The whole is less than the sum of its parts… This is the tendency to estimate the probability of a complex event as lower than the compiled probabilities of the simple events that compose it.
I.e. judging the probability of dying from natural causes as lower than the sum of the probabilities of dying from each individual natural cause.
Not too hot, not too cold, but just right… The Regressive Bias describes our tendency to attribute causality to changes that occur because of natural fluctuations in variance. This is strongly related to the concept of “regression to the mean”, which simply indicates that while most observations have a range of variance (e.g., I may eat a lot, or a little food), they generally vary around a given average that observation will trend towards (i.e., there is an average amount of food that I will usually consume).
It’s gonna be fine! The Normalcy Bias describes our tendency to underestimate and minimize both the probability of negative events actually happening, and the extent to which their consequences will affect us.

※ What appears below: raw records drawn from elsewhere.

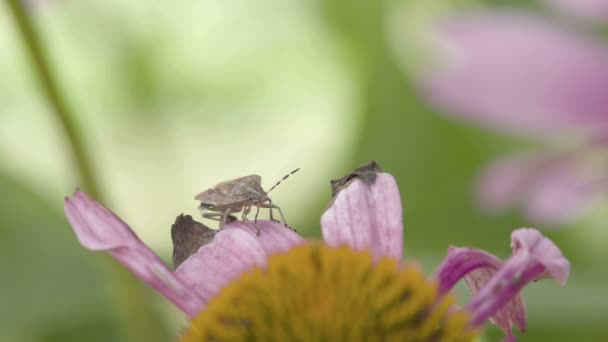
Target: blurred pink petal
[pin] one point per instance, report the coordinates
(589, 9)
(553, 189)
(366, 215)
(477, 267)
(99, 229)
(519, 74)
(534, 257)
(234, 250)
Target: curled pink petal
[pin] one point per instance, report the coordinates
(520, 74)
(273, 237)
(588, 9)
(366, 215)
(477, 267)
(544, 251)
(534, 257)
(234, 249)
(99, 229)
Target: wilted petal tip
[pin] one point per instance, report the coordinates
(544, 251)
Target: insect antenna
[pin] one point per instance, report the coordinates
(282, 179)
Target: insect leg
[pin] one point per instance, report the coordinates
(273, 206)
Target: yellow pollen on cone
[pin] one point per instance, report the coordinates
(318, 293)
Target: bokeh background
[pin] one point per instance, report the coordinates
(172, 97)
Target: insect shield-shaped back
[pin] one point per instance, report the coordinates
(233, 194)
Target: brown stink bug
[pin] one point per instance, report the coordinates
(233, 196)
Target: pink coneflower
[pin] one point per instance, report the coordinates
(276, 286)
(526, 76)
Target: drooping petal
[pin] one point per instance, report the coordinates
(99, 229)
(552, 188)
(477, 267)
(544, 251)
(366, 214)
(273, 237)
(234, 249)
(534, 257)
(588, 9)
(519, 74)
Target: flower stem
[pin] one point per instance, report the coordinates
(141, 322)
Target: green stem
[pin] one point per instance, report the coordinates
(141, 322)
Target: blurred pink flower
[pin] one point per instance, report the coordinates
(364, 215)
(522, 75)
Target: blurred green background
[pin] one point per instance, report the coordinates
(172, 97)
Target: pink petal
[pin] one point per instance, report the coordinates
(589, 9)
(553, 189)
(99, 229)
(366, 215)
(544, 251)
(519, 74)
(477, 267)
(274, 237)
(235, 249)
(534, 257)
(562, 195)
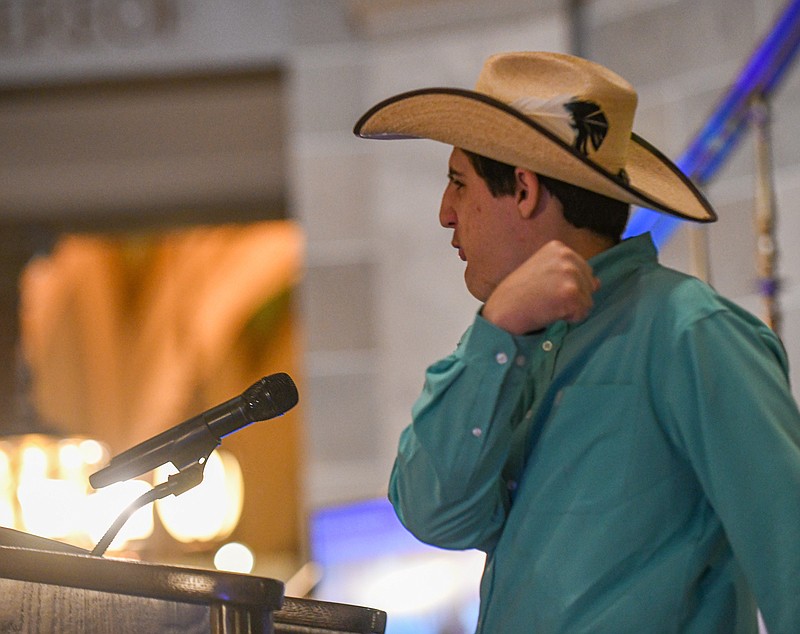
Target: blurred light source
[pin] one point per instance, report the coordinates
(45, 485)
(45, 491)
(234, 557)
(211, 510)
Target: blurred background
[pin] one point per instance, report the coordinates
(184, 209)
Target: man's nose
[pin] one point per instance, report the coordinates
(447, 215)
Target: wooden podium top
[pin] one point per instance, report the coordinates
(54, 579)
(38, 562)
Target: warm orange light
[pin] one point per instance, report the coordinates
(212, 509)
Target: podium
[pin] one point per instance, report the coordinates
(48, 586)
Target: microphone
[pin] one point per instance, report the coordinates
(194, 439)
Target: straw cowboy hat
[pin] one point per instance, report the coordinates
(555, 114)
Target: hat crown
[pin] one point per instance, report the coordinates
(585, 104)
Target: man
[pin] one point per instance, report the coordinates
(621, 441)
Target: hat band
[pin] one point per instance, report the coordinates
(579, 123)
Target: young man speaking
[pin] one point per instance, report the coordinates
(620, 440)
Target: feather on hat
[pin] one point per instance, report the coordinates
(555, 114)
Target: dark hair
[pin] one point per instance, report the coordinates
(582, 208)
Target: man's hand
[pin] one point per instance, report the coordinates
(554, 283)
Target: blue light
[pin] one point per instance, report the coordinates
(723, 129)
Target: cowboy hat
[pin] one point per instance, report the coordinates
(558, 115)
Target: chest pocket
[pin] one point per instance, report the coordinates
(590, 440)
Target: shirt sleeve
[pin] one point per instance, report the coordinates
(739, 426)
(446, 483)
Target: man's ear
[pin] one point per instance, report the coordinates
(527, 191)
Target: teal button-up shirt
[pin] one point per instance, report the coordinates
(636, 472)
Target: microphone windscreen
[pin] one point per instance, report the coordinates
(271, 396)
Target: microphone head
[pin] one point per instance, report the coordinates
(272, 396)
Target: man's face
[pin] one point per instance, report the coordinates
(488, 232)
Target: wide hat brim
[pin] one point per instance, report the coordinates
(481, 124)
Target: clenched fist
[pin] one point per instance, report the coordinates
(554, 283)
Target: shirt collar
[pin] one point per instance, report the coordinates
(615, 264)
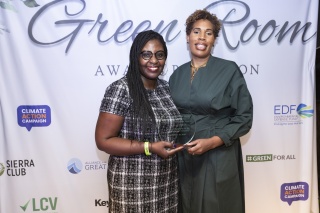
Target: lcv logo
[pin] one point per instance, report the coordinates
(43, 204)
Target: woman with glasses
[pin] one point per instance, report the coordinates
(213, 92)
(137, 124)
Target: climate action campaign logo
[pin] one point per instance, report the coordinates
(294, 191)
(34, 116)
(43, 204)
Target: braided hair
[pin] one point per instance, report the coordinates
(141, 106)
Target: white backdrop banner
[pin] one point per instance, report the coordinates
(57, 57)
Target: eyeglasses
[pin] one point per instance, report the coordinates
(147, 55)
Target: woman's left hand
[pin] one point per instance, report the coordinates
(200, 146)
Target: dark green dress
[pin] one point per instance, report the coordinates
(220, 103)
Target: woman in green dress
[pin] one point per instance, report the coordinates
(213, 92)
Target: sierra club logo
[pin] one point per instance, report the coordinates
(42, 204)
(291, 114)
(74, 166)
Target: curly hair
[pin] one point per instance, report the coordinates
(203, 14)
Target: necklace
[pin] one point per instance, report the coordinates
(195, 69)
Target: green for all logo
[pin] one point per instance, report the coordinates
(44, 204)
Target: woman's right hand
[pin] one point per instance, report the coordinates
(164, 149)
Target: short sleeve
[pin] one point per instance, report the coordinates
(116, 99)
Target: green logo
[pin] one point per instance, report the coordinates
(259, 158)
(25, 206)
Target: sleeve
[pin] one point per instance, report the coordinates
(116, 99)
(240, 122)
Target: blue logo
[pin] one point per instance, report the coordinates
(34, 116)
(74, 166)
(291, 114)
(305, 111)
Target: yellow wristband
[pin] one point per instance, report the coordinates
(146, 148)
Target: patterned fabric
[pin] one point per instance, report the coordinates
(141, 183)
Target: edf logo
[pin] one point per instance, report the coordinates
(284, 109)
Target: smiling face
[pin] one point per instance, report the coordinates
(151, 68)
(201, 39)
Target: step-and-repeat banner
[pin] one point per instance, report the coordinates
(57, 57)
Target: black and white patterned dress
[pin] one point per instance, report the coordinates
(140, 183)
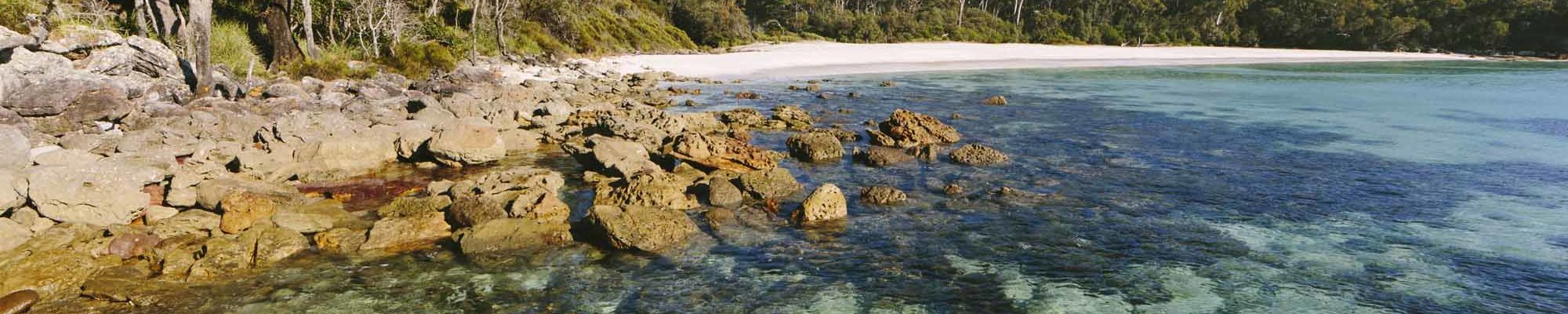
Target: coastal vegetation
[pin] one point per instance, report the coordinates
(288, 32)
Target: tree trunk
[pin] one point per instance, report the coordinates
(285, 48)
(201, 45)
(310, 29)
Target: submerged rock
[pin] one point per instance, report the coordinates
(642, 228)
(909, 130)
(978, 156)
(816, 147)
(884, 195)
(826, 203)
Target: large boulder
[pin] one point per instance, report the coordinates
(407, 233)
(512, 235)
(642, 228)
(978, 156)
(774, 183)
(816, 147)
(101, 194)
(13, 148)
(722, 153)
(909, 130)
(615, 158)
(650, 189)
(824, 205)
(468, 142)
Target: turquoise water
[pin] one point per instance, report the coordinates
(1374, 188)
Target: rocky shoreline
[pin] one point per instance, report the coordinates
(115, 180)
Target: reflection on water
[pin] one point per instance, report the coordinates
(1381, 188)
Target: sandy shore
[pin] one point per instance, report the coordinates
(830, 59)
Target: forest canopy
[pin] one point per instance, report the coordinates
(418, 37)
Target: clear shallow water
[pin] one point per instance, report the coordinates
(1377, 188)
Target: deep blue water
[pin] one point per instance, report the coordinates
(1367, 188)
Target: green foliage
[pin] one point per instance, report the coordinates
(13, 13)
(231, 46)
(419, 60)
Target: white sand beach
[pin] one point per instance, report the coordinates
(830, 59)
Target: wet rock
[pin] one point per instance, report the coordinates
(314, 217)
(222, 258)
(13, 235)
(659, 191)
(410, 206)
(468, 142)
(274, 244)
(642, 228)
(117, 283)
(101, 194)
(512, 235)
(909, 130)
(816, 147)
(241, 211)
(879, 156)
(18, 302)
(615, 158)
(13, 148)
(826, 203)
(189, 222)
(720, 153)
(794, 117)
(884, 195)
(407, 233)
(978, 156)
(774, 183)
(132, 246)
(724, 194)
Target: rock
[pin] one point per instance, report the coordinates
(724, 194)
(909, 130)
(978, 156)
(794, 117)
(826, 203)
(410, 206)
(884, 195)
(13, 148)
(18, 302)
(274, 244)
(101, 194)
(154, 214)
(117, 283)
(995, 101)
(67, 158)
(879, 156)
(468, 142)
(339, 241)
(615, 158)
(222, 258)
(189, 222)
(244, 210)
(775, 183)
(512, 235)
(13, 191)
(642, 228)
(313, 217)
(816, 147)
(285, 90)
(659, 191)
(76, 38)
(13, 235)
(520, 141)
(720, 153)
(407, 233)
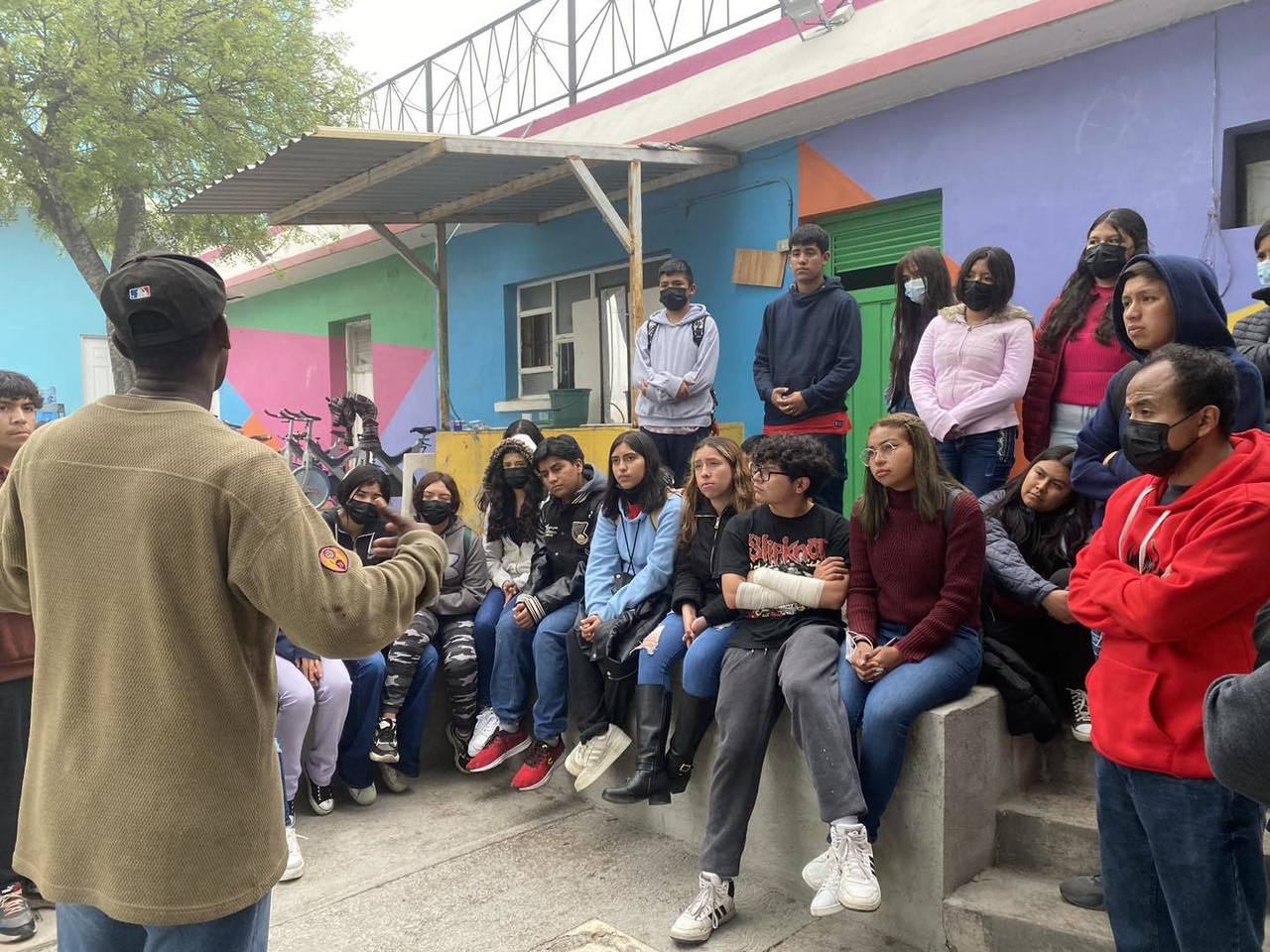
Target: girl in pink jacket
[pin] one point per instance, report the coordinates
(971, 367)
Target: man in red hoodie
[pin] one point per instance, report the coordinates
(19, 399)
(1174, 580)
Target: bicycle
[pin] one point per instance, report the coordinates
(314, 481)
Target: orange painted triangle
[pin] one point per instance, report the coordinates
(824, 186)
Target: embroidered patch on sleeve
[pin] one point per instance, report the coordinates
(333, 560)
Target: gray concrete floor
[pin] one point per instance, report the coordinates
(467, 865)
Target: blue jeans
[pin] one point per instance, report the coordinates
(87, 929)
(540, 653)
(484, 631)
(881, 712)
(982, 462)
(701, 661)
(1182, 862)
(354, 766)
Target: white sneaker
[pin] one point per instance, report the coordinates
(601, 754)
(576, 760)
(486, 722)
(393, 778)
(826, 900)
(712, 906)
(816, 871)
(1082, 728)
(295, 862)
(857, 888)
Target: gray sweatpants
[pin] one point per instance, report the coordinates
(754, 685)
(457, 648)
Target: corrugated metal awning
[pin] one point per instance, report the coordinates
(350, 177)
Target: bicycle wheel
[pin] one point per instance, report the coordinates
(313, 483)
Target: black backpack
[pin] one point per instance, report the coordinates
(698, 334)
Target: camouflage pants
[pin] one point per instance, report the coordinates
(457, 649)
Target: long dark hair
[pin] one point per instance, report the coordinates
(911, 318)
(498, 500)
(1074, 299)
(651, 494)
(933, 481)
(1048, 540)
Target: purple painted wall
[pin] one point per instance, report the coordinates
(1026, 162)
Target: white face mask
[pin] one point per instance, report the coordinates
(915, 290)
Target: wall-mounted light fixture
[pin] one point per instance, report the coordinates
(804, 13)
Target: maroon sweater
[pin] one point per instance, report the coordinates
(915, 574)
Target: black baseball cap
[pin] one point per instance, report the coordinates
(185, 291)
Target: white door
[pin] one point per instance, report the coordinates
(95, 365)
(588, 366)
(361, 372)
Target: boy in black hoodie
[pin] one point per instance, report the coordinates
(531, 640)
(808, 356)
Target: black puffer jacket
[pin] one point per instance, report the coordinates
(558, 571)
(1252, 339)
(697, 567)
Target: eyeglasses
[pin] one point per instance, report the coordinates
(765, 475)
(884, 452)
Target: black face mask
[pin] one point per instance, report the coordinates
(1146, 445)
(517, 477)
(1105, 261)
(975, 295)
(362, 513)
(674, 298)
(436, 512)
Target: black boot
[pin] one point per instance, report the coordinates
(652, 724)
(697, 715)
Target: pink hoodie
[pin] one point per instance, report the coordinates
(970, 377)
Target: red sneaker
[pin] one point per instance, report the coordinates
(539, 766)
(500, 747)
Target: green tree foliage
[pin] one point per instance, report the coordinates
(112, 111)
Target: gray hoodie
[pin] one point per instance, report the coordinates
(466, 578)
(671, 358)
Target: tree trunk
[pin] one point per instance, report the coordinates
(82, 252)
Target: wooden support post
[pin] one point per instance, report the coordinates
(444, 408)
(635, 212)
(407, 253)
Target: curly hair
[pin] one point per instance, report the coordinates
(798, 456)
(742, 484)
(498, 500)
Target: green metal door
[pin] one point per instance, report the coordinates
(867, 399)
(865, 246)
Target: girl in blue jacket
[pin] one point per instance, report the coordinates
(631, 560)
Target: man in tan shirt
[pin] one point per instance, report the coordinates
(158, 552)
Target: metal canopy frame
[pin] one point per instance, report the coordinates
(359, 177)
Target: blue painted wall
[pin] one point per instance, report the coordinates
(706, 231)
(48, 306)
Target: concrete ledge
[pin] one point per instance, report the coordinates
(939, 830)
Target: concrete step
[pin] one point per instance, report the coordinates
(1048, 830)
(1055, 832)
(1002, 910)
(1067, 762)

For example: individuals in a coastal town may fail to prepare for a major hurricane because they expect events today to be the same as yesterday.
It’s definitely gonna be tails this time… Even for events with a fixed probability (e.g., flipping a coin, 50/50), we have a tendency to believe that future probabilities (e.g., the odds of flipping tails) increase or decrease due to past events (e.g., flipping heads 10 times in a row).
For example: if you role a die and get 3 multiple times you might think that the next time you role the die the odds of getting a 3 are less than 1/6 but it in fact remains 1/6.
This looks familiar…The Clustering Illusion describes our tendency to see patterns even in random sequences of numbers or events. This can lead to erroneous predictions of future states, such as when we believe that a basketball player has a “hot hand” and just can’t miss.
For example, when examining a scatter plot of the market returns of the S&P500 you might see a pattern when there is in fact no pattern.
Is Mt. Everest more that 12,000 meters high? Judgments and estimations can be influenced by arbitrarily suggested values (anchors).
For example, a restaurant menu may put a profitable item ($20 omelet) next to a very expensive option ($500 steak). While $20 is expensive for an omelet it is much cheaper than the $500 steak. In this case the anchor (the $500 steak) causes the restaurant guest to compare the two and reason that the omelet doesn’t look so expensive after-all when compared to the steak.
Just play it safe… The Ambiguity Effect describes our tendency to avoid options for which the probability seems unknown. This can cause to make conservative decisions and avoid risk in novel situations.
For example, when deciding between two hotels, you may be more likely to go with the hotel that has an average review rather than the other hotel which just recently opened and is has unknown quality.